I am trying to understand a proof for the Kurtosis of a sum of independent random variables, however, there is one part where I am quite stuck:
Theorem:
for $X_1, X_2, ..., X_n$ independent random variables with means $ \mu_1, ... , \mu_n$ and variance $\sigma_1^2, ... , \sigma_n^2 $ $E(X_i^4) < \infty$
Define $S_n = X_1 + ... + X_n$ and $S_n$ will be appropriately normal
$ kurt(S_n) - 3 = (\sum_{i=1}^n\sigma_i^n)^{-2}\sum_{i=1}^n\sigma_i^4(kurt(X_i)-3)$
Proof (first part):
assume WLOG that $E[X_i] = 0$ for all $i$
$ kurt(Sn) = \frac{E[(X_1 + ... + X_n )^4]}{(\sigma_1^2 + ... +\sigma_n^2)^2 } $
$ E[(X_1 + ... + X_n )^4] = \sum_{i=1}^n\sum_{j=1}^n\sum_{k=1}^n\sum_{l=1}^n E(X_iX_jX_kX_l) = \sum_{i=1}^n E(X_i^4) +6 \sum_{i<j}^n\sigma_i^2\sigma_j^2$
NOTE: $E(X_iX_jX_kX_l) = 0 $ unless $ i=j=k=l $ or if combinations of two pairs.

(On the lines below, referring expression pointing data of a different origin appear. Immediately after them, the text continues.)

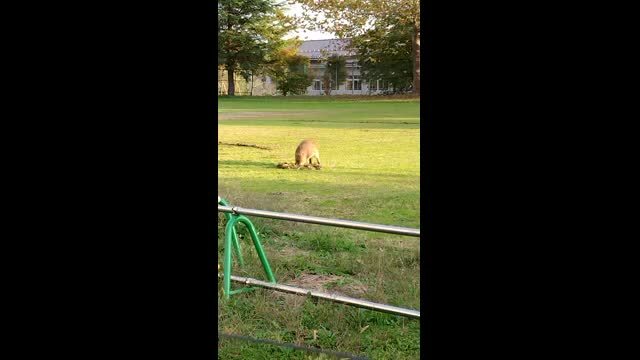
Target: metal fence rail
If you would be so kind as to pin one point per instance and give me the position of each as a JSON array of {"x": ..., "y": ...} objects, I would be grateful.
[
  {"x": 321, "y": 221},
  {"x": 331, "y": 297}
]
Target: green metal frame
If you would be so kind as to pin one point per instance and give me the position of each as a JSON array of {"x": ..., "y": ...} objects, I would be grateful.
[{"x": 231, "y": 241}]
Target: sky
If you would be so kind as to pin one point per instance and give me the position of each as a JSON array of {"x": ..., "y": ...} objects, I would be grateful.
[{"x": 296, "y": 10}]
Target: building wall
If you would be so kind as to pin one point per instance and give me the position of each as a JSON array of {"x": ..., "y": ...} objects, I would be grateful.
[
  {"x": 262, "y": 85},
  {"x": 359, "y": 87}
]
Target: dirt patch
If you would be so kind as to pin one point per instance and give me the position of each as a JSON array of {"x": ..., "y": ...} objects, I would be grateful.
[
  {"x": 286, "y": 165},
  {"x": 326, "y": 283},
  {"x": 247, "y": 145},
  {"x": 259, "y": 114}
]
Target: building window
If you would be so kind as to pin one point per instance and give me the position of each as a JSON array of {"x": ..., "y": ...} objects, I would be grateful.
[{"x": 354, "y": 83}]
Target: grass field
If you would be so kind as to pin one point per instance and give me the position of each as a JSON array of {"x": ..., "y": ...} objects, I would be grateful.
[{"x": 370, "y": 152}]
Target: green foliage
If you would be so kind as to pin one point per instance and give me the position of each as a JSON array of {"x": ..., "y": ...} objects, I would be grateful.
[
  {"x": 249, "y": 33},
  {"x": 362, "y": 19},
  {"x": 385, "y": 54},
  {"x": 290, "y": 71}
]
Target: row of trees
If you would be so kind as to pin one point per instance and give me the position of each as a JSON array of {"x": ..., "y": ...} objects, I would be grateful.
[{"x": 384, "y": 33}]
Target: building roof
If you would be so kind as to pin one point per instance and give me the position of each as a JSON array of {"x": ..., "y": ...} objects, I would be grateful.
[{"x": 314, "y": 48}]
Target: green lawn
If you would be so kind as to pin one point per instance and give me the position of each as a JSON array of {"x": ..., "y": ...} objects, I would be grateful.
[{"x": 370, "y": 152}]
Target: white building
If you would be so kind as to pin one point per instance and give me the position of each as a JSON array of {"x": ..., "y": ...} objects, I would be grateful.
[{"x": 316, "y": 50}]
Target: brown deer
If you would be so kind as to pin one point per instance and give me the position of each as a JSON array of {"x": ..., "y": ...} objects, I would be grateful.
[{"x": 306, "y": 151}]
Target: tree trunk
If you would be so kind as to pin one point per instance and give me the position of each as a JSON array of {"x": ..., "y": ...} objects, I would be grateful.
[
  {"x": 251, "y": 93},
  {"x": 415, "y": 42},
  {"x": 231, "y": 81}
]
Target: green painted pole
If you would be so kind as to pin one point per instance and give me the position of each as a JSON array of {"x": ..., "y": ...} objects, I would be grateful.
[
  {"x": 236, "y": 243},
  {"x": 258, "y": 246},
  {"x": 231, "y": 239}
]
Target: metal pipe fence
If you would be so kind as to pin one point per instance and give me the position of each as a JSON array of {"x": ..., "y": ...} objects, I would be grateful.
[
  {"x": 327, "y": 296},
  {"x": 321, "y": 221}
]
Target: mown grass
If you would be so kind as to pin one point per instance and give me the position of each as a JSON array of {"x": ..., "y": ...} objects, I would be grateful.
[{"x": 370, "y": 152}]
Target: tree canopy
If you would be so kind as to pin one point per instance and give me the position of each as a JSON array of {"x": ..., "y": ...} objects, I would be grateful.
[
  {"x": 250, "y": 33},
  {"x": 358, "y": 19}
]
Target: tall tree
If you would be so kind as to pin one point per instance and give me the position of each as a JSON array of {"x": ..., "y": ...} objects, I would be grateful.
[
  {"x": 249, "y": 33},
  {"x": 385, "y": 54},
  {"x": 290, "y": 70},
  {"x": 353, "y": 18}
]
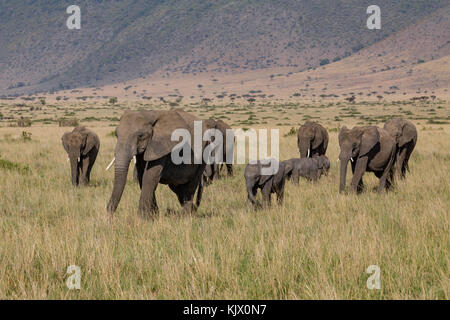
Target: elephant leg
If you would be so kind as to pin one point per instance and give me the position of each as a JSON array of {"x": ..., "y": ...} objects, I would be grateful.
[
  {"x": 266, "y": 192},
  {"x": 405, "y": 166},
  {"x": 399, "y": 166},
  {"x": 185, "y": 194},
  {"x": 295, "y": 177},
  {"x": 139, "y": 169},
  {"x": 229, "y": 169},
  {"x": 150, "y": 181},
  {"x": 216, "y": 171},
  {"x": 384, "y": 182},
  {"x": 360, "y": 187},
  {"x": 84, "y": 168},
  {"x": 358, "y": 172},
  {"x": 280, "y": 193},
  {"x": 252, "y": 190}
]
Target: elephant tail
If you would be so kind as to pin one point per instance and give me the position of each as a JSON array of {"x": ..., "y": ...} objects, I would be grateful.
[{"x": 198, "y": 200}]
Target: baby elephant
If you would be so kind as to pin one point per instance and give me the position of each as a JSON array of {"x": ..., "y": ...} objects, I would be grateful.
[
  {"x": 267, "y": 175},
  {"x": 82, "y": 146},
  {"x": 302, "y": 167},
  {"x": 323, "y": 163}
]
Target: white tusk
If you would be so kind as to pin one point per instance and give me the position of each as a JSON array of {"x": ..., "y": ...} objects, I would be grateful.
[{"x": 110, "y": 165}]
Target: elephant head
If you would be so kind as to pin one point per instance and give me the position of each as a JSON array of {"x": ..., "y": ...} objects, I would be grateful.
[
  {"x": 146, "y": 134},
  {"x": 310, "y": 137},
  {"x": 355, "y": 143},
  {"x": 77, "y": 144},
  {"x": 402, "y": 131}
]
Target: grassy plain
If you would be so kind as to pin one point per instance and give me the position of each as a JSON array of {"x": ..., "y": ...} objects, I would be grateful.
[{"x": 317, "y": 245}]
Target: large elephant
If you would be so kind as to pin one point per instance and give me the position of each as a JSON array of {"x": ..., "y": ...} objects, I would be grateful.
[
  {"x": 146, "y": 135},
  {"x": 212, "y": 171},
  {"x": 370, "y": 149},
  {"x": 405, "y": 134},
  {"x": 312, "y": 140},
  {"x": 82, "y": 146}
]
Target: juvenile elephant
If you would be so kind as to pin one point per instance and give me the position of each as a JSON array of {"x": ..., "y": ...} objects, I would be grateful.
[
  {"x": 324, "y": 164},
  {"x": 269, "y": 182},
  {"x": 370, "y": 149},
  {"x": 404, "y": 133},
  {"x": 312, "y": 140},
  {"x": 147, "y": 137},
  {"x": 82, "y": 146},
  {"x": 301, "y": 167},
  {"x": 212, "y": 171}
]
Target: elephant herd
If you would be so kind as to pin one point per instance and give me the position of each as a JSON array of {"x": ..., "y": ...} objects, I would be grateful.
[{"x": 146, "y": 138}]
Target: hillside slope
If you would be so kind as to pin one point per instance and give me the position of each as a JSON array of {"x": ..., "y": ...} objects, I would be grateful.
[{"x": 122, "y": 40}]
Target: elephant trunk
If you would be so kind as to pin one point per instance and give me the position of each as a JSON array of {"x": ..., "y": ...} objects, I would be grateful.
[
  {"x": 305, "y": 150},
  {"x": 120, "y": 178},
  {"x": 344, "y": 162},
  {"x": 74, "y": 166}
]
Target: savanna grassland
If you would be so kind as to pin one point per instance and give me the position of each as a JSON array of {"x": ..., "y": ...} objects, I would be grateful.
[{"x": 317, "y": 245}]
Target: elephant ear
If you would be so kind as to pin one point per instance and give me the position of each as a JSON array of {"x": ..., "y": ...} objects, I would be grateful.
[
  {"x": 90, "y": 142},
  {"x": 342, "y": 132},
  {"x": 408, "y": 134},
  {"x": 210, "y": 124},
  {"x": 318, "y": 137},
  {"x": 160, "y": 143},
  {"x": 65, "y": 141},
  {"x": 369, "y": 139},
  {"x": 288, "y": 167}
]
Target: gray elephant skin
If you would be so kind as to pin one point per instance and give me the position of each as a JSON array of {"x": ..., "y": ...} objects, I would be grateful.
[
  {"x": 370, "y": 149},
  {"x": 273, "y": 183},
  {"x": 146, "y": 135},
  {"x": 212, "y": 171},
  {"x": 312, "y": 140},
  {"x": 324, "y": 165},
  {"x": 301, "y": 167},
  {"x": 82, "y": 146},
  {"x": 404, "y": 133}
]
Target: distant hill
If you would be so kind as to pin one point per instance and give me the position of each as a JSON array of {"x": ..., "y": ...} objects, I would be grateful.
[{"x": 129, "y": 39}]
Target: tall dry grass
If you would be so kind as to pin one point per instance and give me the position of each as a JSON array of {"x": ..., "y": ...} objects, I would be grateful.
[{"x": 317, "y": 245}]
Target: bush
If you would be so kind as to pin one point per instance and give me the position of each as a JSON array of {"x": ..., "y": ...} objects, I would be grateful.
[{"x": 24, "y": 122}]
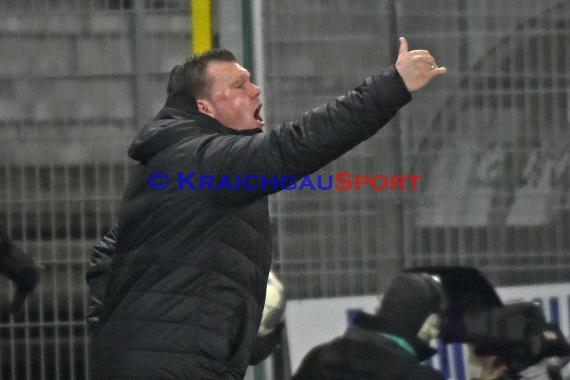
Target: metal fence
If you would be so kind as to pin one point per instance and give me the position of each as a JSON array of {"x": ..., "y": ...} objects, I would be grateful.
[
  {"x": 76, "y": 80},
  {"x": 78, "y": 77}
]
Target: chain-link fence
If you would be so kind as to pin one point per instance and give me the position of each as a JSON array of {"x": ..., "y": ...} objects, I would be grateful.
[{"x": 489, "y": 140}]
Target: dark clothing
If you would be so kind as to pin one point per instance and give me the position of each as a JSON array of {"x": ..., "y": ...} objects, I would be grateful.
[
  {"x": 362, "y": 354},
  {"x": 189, "y": 275}
]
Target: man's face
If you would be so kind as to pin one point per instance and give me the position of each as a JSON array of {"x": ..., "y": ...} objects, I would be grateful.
[{"x": 233, "y": 100}]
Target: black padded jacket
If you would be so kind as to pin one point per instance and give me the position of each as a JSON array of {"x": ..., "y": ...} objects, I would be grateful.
[{"x": 186, "y": 287}]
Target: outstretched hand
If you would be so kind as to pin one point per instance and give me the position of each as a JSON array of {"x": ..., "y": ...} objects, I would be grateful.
[{"x": 417, "y": 67}]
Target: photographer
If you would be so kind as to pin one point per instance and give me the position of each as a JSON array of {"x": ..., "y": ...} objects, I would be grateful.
[
  {"x": 391, "y": 344},
  {"x": 508, "y": 342}
]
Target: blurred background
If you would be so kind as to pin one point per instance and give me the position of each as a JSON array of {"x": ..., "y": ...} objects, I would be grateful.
[{"x": 78, "y": 78}]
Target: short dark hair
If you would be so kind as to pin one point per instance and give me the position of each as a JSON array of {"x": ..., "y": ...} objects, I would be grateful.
[{"x": 190, "y": 79}]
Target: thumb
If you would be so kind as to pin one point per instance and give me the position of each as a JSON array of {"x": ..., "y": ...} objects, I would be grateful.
[{"x": 404, "y": 48}]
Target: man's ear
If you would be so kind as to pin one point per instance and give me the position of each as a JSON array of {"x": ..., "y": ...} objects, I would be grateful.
[{"x": 204, "y": 106}]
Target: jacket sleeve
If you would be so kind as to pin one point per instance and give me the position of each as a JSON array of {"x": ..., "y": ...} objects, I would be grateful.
[
  {"x": 99, "y": 273},
  {"x": 296, "y": 149}
]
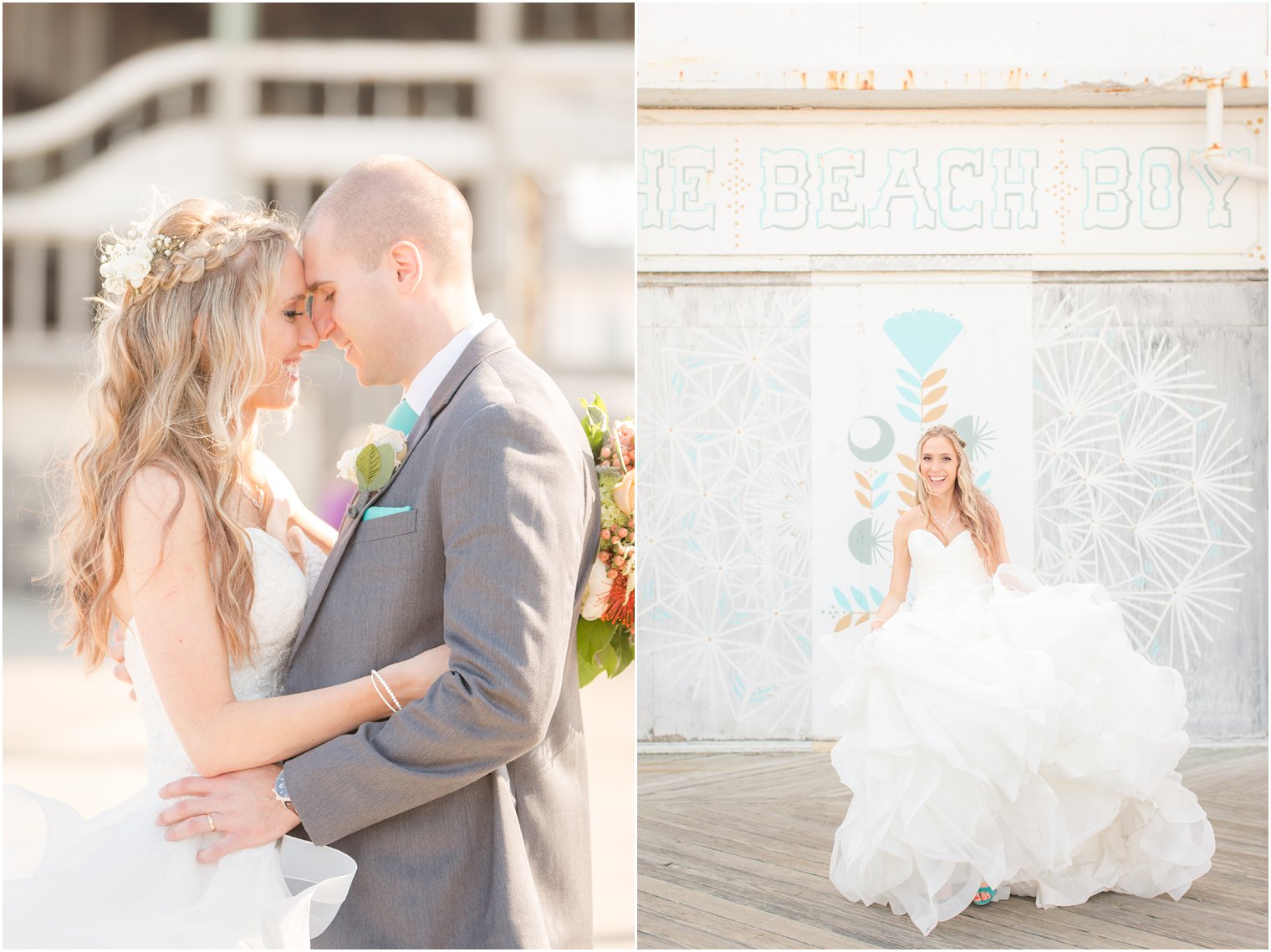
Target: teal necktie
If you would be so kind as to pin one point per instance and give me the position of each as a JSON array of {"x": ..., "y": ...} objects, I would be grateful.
[{"x": 402, "y": 419}]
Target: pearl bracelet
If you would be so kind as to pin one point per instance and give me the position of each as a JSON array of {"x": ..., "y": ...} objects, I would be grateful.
[{"x": 391, "y": 702}]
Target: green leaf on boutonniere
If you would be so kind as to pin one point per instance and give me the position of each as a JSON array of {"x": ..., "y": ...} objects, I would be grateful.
[{"x": 374, "y": 466}]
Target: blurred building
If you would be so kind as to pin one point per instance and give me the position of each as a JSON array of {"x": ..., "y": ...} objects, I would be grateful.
[{"x": 110, "y": 109}]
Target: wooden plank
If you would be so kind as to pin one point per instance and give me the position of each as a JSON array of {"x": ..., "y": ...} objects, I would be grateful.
[{"x": 735, "y": 851}]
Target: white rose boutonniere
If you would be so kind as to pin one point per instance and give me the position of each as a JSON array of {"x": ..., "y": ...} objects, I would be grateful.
[{"x": 373, "y": 464}]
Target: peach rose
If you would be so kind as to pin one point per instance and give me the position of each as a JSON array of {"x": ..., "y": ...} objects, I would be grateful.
[{"x": 625, "y": 493}]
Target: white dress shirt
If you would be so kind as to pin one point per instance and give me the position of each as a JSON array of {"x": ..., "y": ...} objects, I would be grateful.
[{"x": 435, "y": 370}]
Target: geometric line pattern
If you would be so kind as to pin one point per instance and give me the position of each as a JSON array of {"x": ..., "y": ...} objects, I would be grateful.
[
  {"x": 1143, "y": 482},
  {"x": 725, "y": 527}
]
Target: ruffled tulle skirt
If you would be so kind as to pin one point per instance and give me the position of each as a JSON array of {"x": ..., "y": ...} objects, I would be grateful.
[
  {"x": 1017, "y": 740},
  {"x": 114, "y": 881}
]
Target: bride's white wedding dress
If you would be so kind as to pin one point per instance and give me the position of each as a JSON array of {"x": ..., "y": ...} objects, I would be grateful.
[
  {"x": 115, "y": 883},
  {"x": 1004, "y": 731}
]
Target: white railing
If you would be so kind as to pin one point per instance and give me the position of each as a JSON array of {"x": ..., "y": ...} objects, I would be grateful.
[
  {"x": 185, "y": 65},
  {"x": 200, "y": 117}
]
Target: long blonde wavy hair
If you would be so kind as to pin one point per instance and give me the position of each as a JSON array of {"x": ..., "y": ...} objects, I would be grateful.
[
  {"x": 178, "y": 359},
  {"x": 979, "y": 512}
]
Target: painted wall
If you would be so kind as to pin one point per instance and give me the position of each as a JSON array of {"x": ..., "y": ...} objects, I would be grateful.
[{"x": 1111, "y": 384}]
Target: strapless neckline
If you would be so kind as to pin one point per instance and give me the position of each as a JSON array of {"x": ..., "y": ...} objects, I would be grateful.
[{"x": 945, "y": 546}]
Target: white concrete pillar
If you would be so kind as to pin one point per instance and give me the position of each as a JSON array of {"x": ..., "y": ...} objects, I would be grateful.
[
  {"x": 235, "y": 88},
  {"x": 498, "y": 31},
  {"x": 28, "y": 291}
]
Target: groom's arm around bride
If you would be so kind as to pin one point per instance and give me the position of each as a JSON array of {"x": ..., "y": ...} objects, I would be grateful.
[{"x": 467, "y": 811}]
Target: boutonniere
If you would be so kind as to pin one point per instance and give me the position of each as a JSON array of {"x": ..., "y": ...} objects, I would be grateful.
[{"x": 373, "y": 463}]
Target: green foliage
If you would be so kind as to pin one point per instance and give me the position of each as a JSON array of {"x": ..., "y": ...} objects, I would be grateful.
[
  {"x": 595, "y": 422},
  {"x": 374, "y": 466},
  {"x": 603, "y": 647}
]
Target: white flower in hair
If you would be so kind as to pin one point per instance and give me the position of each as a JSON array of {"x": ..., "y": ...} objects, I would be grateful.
[{"x": 129, "y": 261}]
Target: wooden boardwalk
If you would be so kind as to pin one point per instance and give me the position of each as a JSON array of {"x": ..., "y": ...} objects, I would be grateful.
[{"x": 735, "y": 849}]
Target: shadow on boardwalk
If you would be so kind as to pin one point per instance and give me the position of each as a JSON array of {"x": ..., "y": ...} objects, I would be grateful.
[{"x": 735, "y": 851}]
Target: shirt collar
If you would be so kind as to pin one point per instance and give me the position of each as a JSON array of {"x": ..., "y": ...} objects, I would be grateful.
[{"x": 429, "y": 379}]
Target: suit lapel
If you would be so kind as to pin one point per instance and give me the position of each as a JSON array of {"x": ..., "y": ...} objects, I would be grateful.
[{"x": 488, "y": 342}]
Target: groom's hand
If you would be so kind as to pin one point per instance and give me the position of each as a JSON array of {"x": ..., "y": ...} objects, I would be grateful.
[{"x": 241, "y": 803}]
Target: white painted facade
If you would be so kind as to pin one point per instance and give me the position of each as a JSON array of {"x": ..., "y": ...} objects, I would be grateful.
[{"x": 857, "y": 220}]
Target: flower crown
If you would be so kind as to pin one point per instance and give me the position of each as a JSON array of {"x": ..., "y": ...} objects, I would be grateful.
[{"x": 127, "y": 261}]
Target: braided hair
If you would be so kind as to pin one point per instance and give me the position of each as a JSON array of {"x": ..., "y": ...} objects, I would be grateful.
[{"x": 177, "y": 360}]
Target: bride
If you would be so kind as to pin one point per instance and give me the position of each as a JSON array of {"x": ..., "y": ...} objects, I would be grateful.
[
  {"x": 1002, "y": 736},
  {"x": 195, "y": 542}
]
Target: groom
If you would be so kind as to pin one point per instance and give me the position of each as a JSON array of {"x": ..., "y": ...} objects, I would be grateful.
[{"x": 467, "y": 812}]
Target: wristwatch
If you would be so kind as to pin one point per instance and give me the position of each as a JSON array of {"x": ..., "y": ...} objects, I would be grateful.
[{"x": 280, "y": 793}]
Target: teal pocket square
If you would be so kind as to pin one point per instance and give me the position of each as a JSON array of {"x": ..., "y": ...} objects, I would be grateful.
[{"x": 376, "y": 512}]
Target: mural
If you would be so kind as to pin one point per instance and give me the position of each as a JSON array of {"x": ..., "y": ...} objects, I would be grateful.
[
  {"x": 726, "y": 542},
  {"x": 1090, "y": 182},
  {"x": 1120, "y": 430},
  {"x": 1151, "y": 408}
]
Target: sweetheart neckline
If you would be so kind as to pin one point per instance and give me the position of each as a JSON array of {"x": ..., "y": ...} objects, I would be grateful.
[{"x": 943, "y": 546}]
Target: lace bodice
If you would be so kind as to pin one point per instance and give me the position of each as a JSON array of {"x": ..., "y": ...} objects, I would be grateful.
[
  {"x": 281, "y": 591},
  {"x": 941, "y": 576}
]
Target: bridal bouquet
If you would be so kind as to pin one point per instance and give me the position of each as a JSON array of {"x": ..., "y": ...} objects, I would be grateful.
[{"x": 606, "y": 639}]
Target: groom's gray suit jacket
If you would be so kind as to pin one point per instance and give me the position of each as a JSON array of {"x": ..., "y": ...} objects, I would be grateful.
[{"x": 493, "y": 558}]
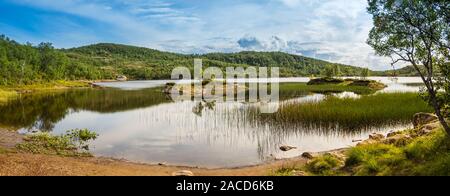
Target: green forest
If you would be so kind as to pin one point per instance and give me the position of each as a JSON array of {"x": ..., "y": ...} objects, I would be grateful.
[{"x": 27, "y": 63}]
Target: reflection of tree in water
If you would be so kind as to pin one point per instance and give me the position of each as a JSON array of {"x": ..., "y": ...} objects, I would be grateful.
[{"x": 42, "y": 110}]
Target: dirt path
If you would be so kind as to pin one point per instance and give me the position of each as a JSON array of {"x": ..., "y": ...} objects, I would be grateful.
[
  {"x": 45, "y": 165},
  {"x": 25, "y": 164}
]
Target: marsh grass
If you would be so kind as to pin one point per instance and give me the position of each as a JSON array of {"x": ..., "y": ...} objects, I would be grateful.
[
  {"x": 6, "y": 95},
  {"x": 293, "y": 88},
  {"x": 427, "y": 155},
  {"x": 73, "y": 143},
  {"x": 350, "y": 113},
  {"x": 424, "y": 156}
]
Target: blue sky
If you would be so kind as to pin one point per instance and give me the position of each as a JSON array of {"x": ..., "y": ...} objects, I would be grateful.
[{"x": 334, "y": 30}]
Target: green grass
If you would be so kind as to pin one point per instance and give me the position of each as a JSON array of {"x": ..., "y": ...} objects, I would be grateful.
[
  {"x": 6, "y": 95},
  {"x": 292, "y": 88},
  {"x": 427, "y": 155},
  {"x": 326, "y": 165},
  {"x": 424, "y": 156},
  {"x": 59, "y": 84},
  {"x": 73, "y": 143},
  {"x": 351, "y": 113},
  {"x": 11, "y": 92}
]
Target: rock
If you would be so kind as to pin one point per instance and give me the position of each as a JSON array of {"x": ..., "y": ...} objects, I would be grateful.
[
  {"x": 287, "y": 148},
  {"x": 183, "y": 173},
  {"x": 121, "y": 78},
  {"x": 299, "y": 173},
  {"x": 307, "y": 155},
  {"x": 376, "y": 136},
  {"x": 398, "y": 140},
  {"x": 426, "y": 130},
  {"x": 168, "y": 88},
  {"x": 423, "y": 119}
]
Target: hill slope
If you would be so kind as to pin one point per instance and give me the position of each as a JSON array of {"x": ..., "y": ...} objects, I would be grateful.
[
  {"x": 29, "y": 64},
  {"x": 144, "y": 63}
]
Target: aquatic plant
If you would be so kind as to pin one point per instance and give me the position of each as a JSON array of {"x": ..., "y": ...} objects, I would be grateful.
[{"x": 348, "y": 113}]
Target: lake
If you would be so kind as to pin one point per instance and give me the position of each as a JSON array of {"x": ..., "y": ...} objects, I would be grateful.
[{"x": 137, "y": 122}]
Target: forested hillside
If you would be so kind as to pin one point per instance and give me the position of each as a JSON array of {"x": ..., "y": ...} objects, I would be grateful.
[{"x": 25, "y": 63}]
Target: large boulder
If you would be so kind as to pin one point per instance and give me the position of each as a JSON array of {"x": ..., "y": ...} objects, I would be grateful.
[{"x": 423, "y": 119}]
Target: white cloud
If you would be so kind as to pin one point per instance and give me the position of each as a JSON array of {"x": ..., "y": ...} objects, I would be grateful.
[{"x": 334, "y": 29}]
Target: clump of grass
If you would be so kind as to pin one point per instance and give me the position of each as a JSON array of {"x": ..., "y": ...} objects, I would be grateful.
[
  {"x": 374, "y": 159},
  {"x": 427, "y": 155},
  {"x": 424, "y": 156},
  {"x": 6, "y": 95},
  {"x": 73, "y": 143},
  {"x": 351, "y": 113},
  {"x": 295, "y": 88},
  {"x": 4, "y": 150},
  {"x": 325, "y": 165}
]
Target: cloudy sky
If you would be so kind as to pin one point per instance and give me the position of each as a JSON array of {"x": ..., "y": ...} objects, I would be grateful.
[{"x": 333, "y": 30}]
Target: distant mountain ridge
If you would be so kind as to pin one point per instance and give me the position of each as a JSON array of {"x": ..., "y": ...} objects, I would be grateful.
[
  {"x": 140, "y": 62},
  {"x": 26, "y": 63}
]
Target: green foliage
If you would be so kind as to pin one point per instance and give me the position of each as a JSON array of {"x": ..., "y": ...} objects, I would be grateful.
[
  {"x": 325, "y": 165},
  {"x": 31, "y": 64},
  {"x": 427, "y": 155},
  {"x": 6, "y": 95},
  {"x": 45, "y": 108},
  {"x": 415, "y": 32},
  {"x": 350, "y": 113},
  {"x": 364, "y": 73},
  {"x": 73, "y": 143}
]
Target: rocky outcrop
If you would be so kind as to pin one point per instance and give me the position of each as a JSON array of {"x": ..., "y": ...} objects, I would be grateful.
[{"x": 423, "y": 119}]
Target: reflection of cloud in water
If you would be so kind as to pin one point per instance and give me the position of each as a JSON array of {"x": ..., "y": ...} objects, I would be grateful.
[
  {"x": 160, "y": 131},
  {"x": 224, "y": 136}
]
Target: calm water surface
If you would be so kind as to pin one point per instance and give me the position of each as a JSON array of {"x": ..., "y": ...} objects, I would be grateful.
[{"x": 143, "y": 125}]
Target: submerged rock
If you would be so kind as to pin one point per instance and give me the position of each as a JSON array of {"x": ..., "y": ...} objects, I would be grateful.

Question: why is the NOTE: true? From my understanding the expected value of INDEPENDENT random variables is equal to the product of the expected values of the random variables. However I intuitively understand this case does not apply, or else, we would not get very far! So what is going on?
Assuming this hickup true, i understand the rest of the proof, which I will not write. (as i am improvising the syntax)
Consider for example the case of $i=j=k=l$ where you are then taking the expectation of $X_i^4$. Since this real number raised to an even power is never negative, and is sometimes positive, its expectation cannot be zero.
On the other hand, consider $X_i^3 X_j$ with $i\neq j$. Now just because $E(X_i) = 0$ that does not allow you to say that $E<X_i^3>$ = 0; consider a discrete random that is $-1$ with probability $\frac23$ and $1$ with probability $\frac13$. But by the multiplication of independent expectations, you get zero since the expectation of $X_j$ is zero.
Only if all the independent variates are raised to powers greater than $1$ can the expectation be non-zero. For four variables, the only such cases are four of a kind and two pairs.